Set the device once and reuse:

from base_attentive.backend import TorchDeviceManager

manager = TorchDeviceManager(prefer="cuda")
device  = manager.device

Multi-GPU Training

For multi-GPU workloads, inspect available GPUs first:

from base_attentive.backend import TorchDeviceManager

manager = TorchDeviceManager()
info    = manager.get_device_info()

if info.get("cuda_device_count", 0) > 1:
    print(f"Found {info['cuda_device_count']} GPUs")
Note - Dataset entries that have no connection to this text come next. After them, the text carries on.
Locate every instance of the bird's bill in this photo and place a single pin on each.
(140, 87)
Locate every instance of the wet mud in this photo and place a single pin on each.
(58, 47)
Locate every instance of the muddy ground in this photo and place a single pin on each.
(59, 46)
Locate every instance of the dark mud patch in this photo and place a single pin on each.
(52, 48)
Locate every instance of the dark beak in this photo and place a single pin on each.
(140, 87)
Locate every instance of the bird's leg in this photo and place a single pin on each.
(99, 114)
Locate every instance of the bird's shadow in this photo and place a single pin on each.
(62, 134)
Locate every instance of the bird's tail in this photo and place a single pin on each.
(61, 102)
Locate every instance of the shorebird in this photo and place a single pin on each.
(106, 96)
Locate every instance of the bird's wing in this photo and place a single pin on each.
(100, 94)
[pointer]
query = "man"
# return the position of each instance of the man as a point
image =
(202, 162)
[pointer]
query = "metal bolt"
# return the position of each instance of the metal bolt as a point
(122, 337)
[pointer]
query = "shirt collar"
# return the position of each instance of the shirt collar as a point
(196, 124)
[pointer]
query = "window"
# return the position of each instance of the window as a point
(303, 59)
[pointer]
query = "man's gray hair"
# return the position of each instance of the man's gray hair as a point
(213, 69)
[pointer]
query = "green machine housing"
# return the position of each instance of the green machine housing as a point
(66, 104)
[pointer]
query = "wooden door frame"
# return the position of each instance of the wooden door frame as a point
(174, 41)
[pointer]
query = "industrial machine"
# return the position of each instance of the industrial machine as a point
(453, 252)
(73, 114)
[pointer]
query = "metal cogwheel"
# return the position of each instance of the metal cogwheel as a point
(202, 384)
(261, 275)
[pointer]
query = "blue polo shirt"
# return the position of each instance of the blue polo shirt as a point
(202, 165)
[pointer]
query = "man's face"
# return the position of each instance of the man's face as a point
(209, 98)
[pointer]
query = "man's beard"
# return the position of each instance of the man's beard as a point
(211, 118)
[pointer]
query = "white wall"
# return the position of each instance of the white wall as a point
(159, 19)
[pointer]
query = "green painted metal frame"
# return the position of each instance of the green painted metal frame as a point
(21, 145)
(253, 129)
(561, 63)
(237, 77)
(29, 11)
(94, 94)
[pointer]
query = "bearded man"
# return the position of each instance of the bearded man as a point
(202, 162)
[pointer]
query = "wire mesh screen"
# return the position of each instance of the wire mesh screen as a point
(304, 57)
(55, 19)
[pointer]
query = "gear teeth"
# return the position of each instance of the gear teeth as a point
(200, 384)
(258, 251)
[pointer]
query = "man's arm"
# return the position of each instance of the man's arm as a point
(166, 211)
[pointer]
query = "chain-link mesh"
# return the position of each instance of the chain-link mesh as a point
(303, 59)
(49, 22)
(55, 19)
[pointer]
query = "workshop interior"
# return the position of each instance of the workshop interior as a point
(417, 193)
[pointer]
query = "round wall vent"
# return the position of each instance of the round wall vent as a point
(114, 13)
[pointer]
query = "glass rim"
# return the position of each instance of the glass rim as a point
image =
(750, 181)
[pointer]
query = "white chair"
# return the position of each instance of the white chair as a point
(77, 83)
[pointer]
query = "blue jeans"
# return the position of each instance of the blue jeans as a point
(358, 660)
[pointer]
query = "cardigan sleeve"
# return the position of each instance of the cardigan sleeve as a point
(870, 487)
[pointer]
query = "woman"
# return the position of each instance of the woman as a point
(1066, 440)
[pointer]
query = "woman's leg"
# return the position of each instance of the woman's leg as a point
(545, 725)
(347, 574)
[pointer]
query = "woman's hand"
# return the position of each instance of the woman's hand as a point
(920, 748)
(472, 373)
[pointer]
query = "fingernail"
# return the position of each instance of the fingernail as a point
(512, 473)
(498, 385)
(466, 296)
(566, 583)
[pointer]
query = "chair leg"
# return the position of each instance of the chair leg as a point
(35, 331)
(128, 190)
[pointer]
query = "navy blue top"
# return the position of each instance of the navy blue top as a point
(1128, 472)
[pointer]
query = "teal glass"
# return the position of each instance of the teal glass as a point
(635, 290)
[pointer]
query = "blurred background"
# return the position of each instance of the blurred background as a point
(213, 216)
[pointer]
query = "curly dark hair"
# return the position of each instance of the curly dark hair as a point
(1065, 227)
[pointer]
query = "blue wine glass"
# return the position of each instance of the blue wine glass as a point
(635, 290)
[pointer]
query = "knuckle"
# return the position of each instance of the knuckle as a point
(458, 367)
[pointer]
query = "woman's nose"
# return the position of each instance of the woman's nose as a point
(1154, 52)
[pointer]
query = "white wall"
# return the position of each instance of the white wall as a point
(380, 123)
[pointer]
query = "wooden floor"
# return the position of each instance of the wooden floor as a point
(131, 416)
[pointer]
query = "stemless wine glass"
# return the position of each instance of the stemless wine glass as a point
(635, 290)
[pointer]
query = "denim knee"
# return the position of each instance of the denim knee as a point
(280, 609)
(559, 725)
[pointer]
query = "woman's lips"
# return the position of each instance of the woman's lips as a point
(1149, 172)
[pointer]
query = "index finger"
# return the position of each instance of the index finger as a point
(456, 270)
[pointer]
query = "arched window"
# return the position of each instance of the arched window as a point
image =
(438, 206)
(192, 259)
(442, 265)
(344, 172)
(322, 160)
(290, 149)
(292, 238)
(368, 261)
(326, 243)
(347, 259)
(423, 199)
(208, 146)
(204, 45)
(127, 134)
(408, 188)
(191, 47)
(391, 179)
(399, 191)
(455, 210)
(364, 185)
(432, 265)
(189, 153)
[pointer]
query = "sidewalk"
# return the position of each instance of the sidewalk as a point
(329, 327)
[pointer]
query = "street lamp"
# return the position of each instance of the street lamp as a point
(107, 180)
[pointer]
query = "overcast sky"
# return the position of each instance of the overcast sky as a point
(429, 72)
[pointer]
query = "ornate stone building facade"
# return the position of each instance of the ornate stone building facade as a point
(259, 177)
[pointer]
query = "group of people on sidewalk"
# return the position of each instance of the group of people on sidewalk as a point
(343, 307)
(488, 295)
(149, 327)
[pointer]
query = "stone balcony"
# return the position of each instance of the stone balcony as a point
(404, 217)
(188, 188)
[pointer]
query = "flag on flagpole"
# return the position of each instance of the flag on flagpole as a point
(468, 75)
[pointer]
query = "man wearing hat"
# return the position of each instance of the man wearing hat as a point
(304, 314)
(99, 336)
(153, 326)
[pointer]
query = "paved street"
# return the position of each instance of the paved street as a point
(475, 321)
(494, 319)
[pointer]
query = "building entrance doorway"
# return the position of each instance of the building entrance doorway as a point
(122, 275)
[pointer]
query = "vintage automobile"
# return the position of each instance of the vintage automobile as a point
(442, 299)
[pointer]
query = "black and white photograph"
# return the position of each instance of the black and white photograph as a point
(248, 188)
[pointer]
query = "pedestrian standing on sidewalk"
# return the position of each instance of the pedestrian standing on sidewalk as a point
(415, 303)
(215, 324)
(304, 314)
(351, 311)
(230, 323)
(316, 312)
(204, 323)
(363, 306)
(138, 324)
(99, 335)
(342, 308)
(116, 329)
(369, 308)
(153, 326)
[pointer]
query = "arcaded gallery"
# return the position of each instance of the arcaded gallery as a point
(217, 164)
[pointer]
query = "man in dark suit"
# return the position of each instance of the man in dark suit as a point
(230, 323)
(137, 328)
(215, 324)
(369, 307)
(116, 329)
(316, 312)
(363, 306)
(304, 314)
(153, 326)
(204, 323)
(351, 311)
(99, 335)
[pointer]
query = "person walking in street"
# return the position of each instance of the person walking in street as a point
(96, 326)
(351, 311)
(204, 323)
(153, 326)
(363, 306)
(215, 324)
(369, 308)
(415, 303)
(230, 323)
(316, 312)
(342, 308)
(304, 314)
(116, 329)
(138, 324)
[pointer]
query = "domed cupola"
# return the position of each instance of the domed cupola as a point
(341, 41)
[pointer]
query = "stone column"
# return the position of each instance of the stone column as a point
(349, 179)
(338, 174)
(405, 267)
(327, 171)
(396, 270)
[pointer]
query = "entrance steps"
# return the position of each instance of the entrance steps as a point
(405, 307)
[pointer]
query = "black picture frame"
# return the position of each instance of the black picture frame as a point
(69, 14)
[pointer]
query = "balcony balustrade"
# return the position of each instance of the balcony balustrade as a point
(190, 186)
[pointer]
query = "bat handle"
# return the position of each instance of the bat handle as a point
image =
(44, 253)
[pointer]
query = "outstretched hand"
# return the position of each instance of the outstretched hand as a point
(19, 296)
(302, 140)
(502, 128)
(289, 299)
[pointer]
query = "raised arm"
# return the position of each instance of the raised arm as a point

Migration from TensorFlow Backend

Switching is minimal with Keras 3:

# Before: TensorFlow (default)
from base_attentive import BaseAttentive

# After: PyTorch backend
import os
os.environ["KERAS_BACKEND"] = "torch"
from base_attentive.backend import set_backend
set_backend("torch")

from base_attentive import BaseAttentive
# Rest of code is identical

API Reference

Core Functions

torch_is_available()

Check if PyTorch is installed.

Returns:: True if available
Return type:: bool

get_torch_version()

Get installed PyTorch version string.

Returns:: Version string (e.g. "2.1.0") or None
Return type:: str or None

get_torch_device(prefer='cuda', verbose=False)

Get the selected device string.

Parameters:

prefer – Preferred device type ("cuda", "cpu", "mps")
verbose – Print debug info

Returns:

Device string (e.g. "cuda:0", "cpu", "mps")

Return type:

str

check_torch_compatibility(torch_version=None)

Check if PyTorch version is compatible (>= 2.0.0).

Returns:: Tuple of (is_compatible, message)
Return type:: Tuple[bool, str]

TorchDeviceManager Class

class TorchDeviceManager(prefer='cuda')

Manages PyTorch device selection and configuration.

device: Current selected device (lazy-loaded, cached). :type: str

set_device(device): Set device explicitly. :return: The set device string :rtype: str

get_available_devices(): Get availability of each device type. :return: {'cuda': bool, 'cpu': bool, 'mps': bool} :rtype: dict[str, bool]

get_device_info()

Get comprehensive device information. :return: Dict with torch_version, cuda_available,

current_device, cuda_device_count, etc.

Return type:: dict

clear_gpu_cache(): Clear the CUDA / MPS memory cache.